At the heart of the switch has been active managers' struggle to beat their benchmarks, accounting for fees. For example, only one-quarter of all domestic large-cap-equity mutual funds beat their benchmarks over the five-year period through 2012, according to Standard & Poor's.
“There's been such an exodus from active strategies toward ETFs. Active management isn't all bad all the time,” said Chris Wolfe, chief investment officer for Merrill Lynch Wealth Management's Private Banking & Investment Group.
VALUE PROPOSITION
The shift has left actively managed fund companies and the advisers who love them searching for a way to re-establish their value proposition to investors. Some think they may have found the answer — or at least part of it — in active share.
Active share, a concept first highlighted by a pair of finance professors at the Yale School of Management in 2006, is a measure of how different a mutual fund's portfolio is from its benchmark index.

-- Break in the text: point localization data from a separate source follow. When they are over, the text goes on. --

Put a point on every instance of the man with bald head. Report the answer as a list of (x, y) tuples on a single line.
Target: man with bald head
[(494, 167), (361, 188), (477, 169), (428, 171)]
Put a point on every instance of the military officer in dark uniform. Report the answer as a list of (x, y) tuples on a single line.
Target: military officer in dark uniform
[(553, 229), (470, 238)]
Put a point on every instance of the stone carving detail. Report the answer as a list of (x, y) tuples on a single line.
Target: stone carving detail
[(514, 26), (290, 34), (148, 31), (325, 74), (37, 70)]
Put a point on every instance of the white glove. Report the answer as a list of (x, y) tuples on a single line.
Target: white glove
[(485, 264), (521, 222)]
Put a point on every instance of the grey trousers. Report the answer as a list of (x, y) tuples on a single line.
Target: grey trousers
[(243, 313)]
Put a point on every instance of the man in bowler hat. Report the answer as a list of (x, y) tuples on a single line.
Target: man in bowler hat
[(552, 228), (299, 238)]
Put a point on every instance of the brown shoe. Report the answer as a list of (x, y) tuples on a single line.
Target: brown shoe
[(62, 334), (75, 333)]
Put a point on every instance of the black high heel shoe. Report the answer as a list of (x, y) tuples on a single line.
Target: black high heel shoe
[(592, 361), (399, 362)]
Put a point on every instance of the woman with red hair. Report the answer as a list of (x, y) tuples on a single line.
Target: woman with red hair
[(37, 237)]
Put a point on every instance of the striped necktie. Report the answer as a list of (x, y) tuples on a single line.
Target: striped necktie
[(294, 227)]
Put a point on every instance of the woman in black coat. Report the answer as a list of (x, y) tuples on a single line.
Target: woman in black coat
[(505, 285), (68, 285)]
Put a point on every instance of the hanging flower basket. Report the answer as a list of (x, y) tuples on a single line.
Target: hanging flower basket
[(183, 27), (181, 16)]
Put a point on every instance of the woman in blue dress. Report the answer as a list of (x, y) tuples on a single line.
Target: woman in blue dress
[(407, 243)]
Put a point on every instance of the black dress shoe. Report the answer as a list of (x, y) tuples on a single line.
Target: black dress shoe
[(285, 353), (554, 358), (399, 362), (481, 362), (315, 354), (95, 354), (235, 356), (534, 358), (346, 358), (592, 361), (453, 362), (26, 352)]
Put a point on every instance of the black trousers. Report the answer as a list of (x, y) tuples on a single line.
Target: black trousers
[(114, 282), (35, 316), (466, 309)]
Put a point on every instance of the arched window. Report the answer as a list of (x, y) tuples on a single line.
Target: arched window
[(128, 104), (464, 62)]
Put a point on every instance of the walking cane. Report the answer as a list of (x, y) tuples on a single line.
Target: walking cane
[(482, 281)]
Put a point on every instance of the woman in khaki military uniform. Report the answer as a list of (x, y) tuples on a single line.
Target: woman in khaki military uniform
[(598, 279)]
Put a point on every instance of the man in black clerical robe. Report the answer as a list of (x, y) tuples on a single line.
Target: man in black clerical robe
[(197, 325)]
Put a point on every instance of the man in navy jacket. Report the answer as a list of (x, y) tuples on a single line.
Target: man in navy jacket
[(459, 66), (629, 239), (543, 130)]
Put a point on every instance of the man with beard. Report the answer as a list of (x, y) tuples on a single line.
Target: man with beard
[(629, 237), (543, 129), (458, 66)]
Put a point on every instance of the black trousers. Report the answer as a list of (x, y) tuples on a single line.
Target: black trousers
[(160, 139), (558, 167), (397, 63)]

The higher the active share, the less a fund looks like its benchmark — and therefore the less likely it is to produce benchmark- or index-mimicking returns after fees.
Index funds “are making up more and more of the core portion of a portfolio,” said Paul Justice, director of fund research methodology at Morningstar Inc. “But investors are still seeking out managers that can add value. They want managers who will really make some active bets.”
Mr. Wolfe is one such adviser — he likes to combine mutual funds with high active share and index funds within a portfolio.
“In a lot of cases, using index funds as the core and active managers as satellites works very, very well,” he said. “We use active share as a way to evaluate managers, and use it in a way to calibrate the risks we see managers taking. We're using it more and more as a way to align what we see in the manager process with the position they're taking.”
RISK MEASURE
Some fund companies have made active share a priority. At Goldman Sachs Asset Management, for example, Steven Barry, chief investment officer of fundamental equity, receives daily risk reports from the company's equity funds that include, among other measurements, active share.
“We're reluctant to say it's the Rosetta stone of investing, but it's a precondition for managers to be able to beat their benchmark,” Mr. Barry said. “We need to be different enough and right on those decisions to earn that excess return.”
Some advisers are concerned about what would happen if mutual funds with high active share started getting a lot of attention.
“When everyone starts using active share, you're going to find more funds that have active share than in the past,” said Rick Ferri, founder of Portfolio Solutions LLC. “It's the next derivative of the way advisers are going to try to find managers who will outperform. Fund companies will find a way to game the system if it gets popular.”
Mr. Justice cautions advisers not to have too much faith in funds with high active share.
“It certainly indicates the performance is going to be different [than the benchmark], but it's not going to tell you whether or not that difference is going to be positive,” he said.
In fact, while high active share can lead to big returns, it can also lead to big losses.
A case in point: Bruce Berk¬owitz's Fairholme Fund (FAIRX), which had an active share of 98% as of the end of the first quarter, a reflection of his propensity for concentrated bets. In 2012 it trounced the S&P 500 by 1,900 basis points, and in 2010, it beat it by 1,000 basis points.
In 2011, however, it fell 32%, which is nearly what the S&P 500 lost during the financial crisis.
“It's a helpful calculation,” Mr. Justice said. “In and of itself, it only gets you so far, but you can find managers who really dance to the beat of their own drum.”
The moral of the story is to make sure it's a beat you can keep over an extended period of time.